An intensive care unit doctor told the Parisian: “There are 15 patients in the corridors, we don’t know where to put them. We are on duty until 4 a.m. If we continue like this, we’re going to crash. When we discovered the headline of Les Echos where the minister said that the hospital is stronger than in the spring, we choked. We were horrified!”
The gains from the lockdowns imposed in March by the European states have now been lost.
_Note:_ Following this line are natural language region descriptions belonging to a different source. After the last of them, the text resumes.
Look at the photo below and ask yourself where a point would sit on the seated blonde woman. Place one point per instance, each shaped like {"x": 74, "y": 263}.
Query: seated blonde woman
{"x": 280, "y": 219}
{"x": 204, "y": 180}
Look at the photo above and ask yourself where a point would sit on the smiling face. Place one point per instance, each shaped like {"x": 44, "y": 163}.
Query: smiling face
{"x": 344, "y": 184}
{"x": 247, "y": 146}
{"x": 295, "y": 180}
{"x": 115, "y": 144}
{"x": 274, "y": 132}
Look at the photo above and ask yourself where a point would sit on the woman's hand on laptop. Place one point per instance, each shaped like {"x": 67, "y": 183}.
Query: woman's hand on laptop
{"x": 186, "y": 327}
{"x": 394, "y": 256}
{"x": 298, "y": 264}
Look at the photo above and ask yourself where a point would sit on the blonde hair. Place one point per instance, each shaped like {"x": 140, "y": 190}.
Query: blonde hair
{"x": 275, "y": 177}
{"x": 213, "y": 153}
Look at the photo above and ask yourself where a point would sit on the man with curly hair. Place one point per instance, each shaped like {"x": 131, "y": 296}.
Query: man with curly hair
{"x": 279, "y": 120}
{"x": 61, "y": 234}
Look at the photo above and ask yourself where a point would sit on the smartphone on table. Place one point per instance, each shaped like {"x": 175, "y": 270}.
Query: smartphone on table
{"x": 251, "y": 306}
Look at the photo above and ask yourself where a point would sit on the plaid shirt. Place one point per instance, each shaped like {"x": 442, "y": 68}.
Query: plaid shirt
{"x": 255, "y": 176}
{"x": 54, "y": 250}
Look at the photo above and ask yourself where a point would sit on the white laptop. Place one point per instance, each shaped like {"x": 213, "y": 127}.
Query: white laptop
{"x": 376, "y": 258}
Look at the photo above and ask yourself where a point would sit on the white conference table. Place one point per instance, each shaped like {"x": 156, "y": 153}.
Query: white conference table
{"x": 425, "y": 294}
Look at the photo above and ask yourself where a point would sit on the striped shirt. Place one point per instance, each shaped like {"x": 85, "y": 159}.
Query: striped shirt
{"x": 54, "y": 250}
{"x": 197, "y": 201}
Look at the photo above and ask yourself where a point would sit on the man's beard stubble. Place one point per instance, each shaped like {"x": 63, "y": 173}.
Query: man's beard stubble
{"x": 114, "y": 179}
Strict containment measures were implemented against the ruling elite’s wishes in the face of a series of wildcat strikes that had brought Italian industry to a standstill and were spreading throughout Europe. Having imposed a premature return to work and school and removed restrictions, the ruling class has caused a rebound in the contagion that threatens millions of lives in Europe.
The opposition of governments and banks to new lockdowns reveals their complete disregard for the lives at risk. Leaders have resorted to curfews and other more or less performative measures mainly out of fear of an eruption of social anger that is rising across the board against the policy of “living with the virus.” The pandemic and the hundreds of thousands of deaths have exposed the bankruptcy of the financial aristocracy and their inability to protect human lives.
This criminal policy was possible with the complicity of the trade unions and their “left-wing populist” political allies, who negotiated the disastrous policy of a return to work and reopening of schools. These forces were not only propagandists of the policy of herd immunity. They implemented it.
In Spain, one of the countries most affected by the pandemic, the government is an alliance between social democracy and the “left-wing populists” of Podemos. This party has implemented the EU’s herd immunity policy and supported during the summer the dispatch of police to the confined working class neighborhoods of Madrid. Now that the health situation in Spain is once again a disaster, the government to which Podemos belongs refuses to take measures to control the virus in order to continue extracting profits for the banks on the backs of the workers.
These events vindicate the call by the International Committee of the Fourth International for workers to form their own health and safety committees, independent of the unions, in schools and workplaces. These committees would ensure to protect essential workers from the virus, and to prepare a workers’ struggle to impose lockdowns, the only effective method capable of controlling the spread of the deadly virus.
Workers in non-essential sectors and young people must be allowed to stay home, and the thousands of billions of euros from stimulus plans must be used not to bail out the banks but to allow workers to shelter in place with no loss of income. For this the socialist expropriation of the financial aristocracy is necessary. This means a struggle for the seizure of power by the European working class and the reorganization of society according to the needs of humanity.